I knew it is a dynamic programming problem so i tried to come up with a solution on my own which is as follows. Suppose we have a expression as A.B.C.....D where '.' represents any of the operations and, or, xor and the capital letters represent true or false. Lets say the number of ways for this expression of size K to produce a true is N. when a new boolean value E is added to this expression there are 2 ways to parenthesize this new expression 1. ((A.B.C.....D).E) ie. with all possible parenthesizations of A.B.C.....D we add E at the end. 2. (A.B.C.(D.E)) ie. evaluate D.E first and then find the number of ways this expression of size K can produce true.

suppose T[K] is the number of ways the expression with size K produces true then T[k]=val1+val2+val3 where val1,val2,val3 are calculated as follows.

1)when E is grouped with D.

i)It does not change the value of D

ii)it inverses the value of D

in the first case val1=T[K]=N.( As this reduces to the initial A.B.C....D expression ). In the second case re-evaluate dp[K] with value of D reversed and that is val1.

2)when E is grouped with the whole expression.

//val2 contains the number of 'true' E will produce with expressions which gave 'true' among all parenthesized instances of A.B.C.......D i) if true.E = true then val2 = N

ii) if true.E = false then val2 = 0

//val3 contains the number of 'true' E will produce with expressions which gave 'false' among all parenthesized instances of A.B.C.......D

iii) if false.E=true then val3=( 2^(K-2) - N ) = M ie. number of ways the expression with size K produces a false [ 2^(K-2) is the number of ways to parenthesize an expression of size K ].

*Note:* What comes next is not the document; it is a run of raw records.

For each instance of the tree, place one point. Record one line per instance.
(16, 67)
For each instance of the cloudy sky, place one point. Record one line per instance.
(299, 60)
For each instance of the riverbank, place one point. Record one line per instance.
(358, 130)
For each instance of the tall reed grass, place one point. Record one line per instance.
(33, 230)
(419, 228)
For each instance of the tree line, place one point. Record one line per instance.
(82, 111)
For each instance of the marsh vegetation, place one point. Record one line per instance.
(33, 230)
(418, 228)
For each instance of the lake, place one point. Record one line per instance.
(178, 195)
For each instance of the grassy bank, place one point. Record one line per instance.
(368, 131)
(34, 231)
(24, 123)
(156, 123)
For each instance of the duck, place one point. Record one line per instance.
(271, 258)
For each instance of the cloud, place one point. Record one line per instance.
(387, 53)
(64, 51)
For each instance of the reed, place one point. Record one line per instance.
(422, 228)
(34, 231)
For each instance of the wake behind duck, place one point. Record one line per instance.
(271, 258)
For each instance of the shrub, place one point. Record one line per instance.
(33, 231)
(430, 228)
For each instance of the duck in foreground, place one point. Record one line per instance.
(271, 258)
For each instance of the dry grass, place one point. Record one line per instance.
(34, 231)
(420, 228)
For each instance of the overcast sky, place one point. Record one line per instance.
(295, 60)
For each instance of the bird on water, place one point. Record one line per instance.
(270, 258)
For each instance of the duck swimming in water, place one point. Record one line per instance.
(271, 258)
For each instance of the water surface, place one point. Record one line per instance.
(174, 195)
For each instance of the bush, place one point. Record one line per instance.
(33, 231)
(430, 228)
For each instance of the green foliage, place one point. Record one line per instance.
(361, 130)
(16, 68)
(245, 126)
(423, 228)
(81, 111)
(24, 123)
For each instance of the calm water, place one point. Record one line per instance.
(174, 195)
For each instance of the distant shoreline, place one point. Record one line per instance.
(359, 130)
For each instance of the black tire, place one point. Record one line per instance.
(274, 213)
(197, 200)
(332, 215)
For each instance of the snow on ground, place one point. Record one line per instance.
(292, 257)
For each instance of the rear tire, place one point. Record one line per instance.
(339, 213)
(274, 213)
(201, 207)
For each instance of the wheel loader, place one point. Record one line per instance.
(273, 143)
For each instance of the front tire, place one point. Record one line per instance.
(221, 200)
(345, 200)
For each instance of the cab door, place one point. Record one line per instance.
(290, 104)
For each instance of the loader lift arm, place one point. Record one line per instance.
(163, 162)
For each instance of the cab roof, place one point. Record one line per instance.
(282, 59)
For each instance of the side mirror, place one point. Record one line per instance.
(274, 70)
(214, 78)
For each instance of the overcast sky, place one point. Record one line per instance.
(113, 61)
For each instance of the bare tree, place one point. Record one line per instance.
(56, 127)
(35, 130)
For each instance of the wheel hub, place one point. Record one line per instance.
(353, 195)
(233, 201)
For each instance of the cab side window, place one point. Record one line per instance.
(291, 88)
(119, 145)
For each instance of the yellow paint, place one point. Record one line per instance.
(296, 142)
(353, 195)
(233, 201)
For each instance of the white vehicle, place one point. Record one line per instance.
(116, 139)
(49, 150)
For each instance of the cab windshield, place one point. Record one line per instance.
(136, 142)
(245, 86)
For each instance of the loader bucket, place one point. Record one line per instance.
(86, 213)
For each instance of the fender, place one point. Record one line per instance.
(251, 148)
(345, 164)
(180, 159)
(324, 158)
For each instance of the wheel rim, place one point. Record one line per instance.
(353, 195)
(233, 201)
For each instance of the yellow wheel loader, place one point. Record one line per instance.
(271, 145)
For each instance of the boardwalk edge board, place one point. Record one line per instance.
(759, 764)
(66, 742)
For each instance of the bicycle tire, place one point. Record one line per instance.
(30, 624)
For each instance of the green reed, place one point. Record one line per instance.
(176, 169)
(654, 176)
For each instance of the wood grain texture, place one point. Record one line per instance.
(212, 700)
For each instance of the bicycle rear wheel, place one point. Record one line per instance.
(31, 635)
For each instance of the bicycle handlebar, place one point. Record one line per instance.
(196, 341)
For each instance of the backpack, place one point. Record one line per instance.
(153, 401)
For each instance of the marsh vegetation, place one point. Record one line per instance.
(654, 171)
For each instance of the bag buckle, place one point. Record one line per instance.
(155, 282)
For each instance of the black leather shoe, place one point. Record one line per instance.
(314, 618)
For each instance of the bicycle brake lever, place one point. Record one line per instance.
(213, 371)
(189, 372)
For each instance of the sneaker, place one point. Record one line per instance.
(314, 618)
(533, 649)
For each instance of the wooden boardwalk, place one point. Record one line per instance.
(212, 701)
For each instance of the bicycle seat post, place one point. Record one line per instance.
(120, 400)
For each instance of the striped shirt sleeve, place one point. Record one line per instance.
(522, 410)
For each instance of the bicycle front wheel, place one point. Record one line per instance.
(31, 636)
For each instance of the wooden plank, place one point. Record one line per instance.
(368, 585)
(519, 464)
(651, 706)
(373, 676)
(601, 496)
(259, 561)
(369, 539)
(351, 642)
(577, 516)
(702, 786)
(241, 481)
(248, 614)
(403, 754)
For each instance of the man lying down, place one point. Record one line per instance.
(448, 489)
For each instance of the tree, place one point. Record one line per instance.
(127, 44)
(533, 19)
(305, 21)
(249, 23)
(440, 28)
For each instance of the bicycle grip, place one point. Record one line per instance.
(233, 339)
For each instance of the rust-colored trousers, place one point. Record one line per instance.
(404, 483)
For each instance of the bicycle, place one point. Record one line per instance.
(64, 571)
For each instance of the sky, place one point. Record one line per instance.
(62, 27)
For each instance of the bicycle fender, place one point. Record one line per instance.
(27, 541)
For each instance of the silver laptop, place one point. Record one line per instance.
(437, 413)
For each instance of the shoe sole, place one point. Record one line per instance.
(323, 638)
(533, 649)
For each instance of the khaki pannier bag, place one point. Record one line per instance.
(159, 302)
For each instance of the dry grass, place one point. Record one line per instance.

iv) if false.E=false then val3 = 0

This is the basic idea i had in mind but when i checked for its solution http://people.csail.mit.edu/bdean/6.046/dp/dp_9.swf the approach there was completely different. Can someone tell me what am I doing wrong and how can i get better at solving DP so that I can come up with solutions like the one given above myself.

Thanks in advance.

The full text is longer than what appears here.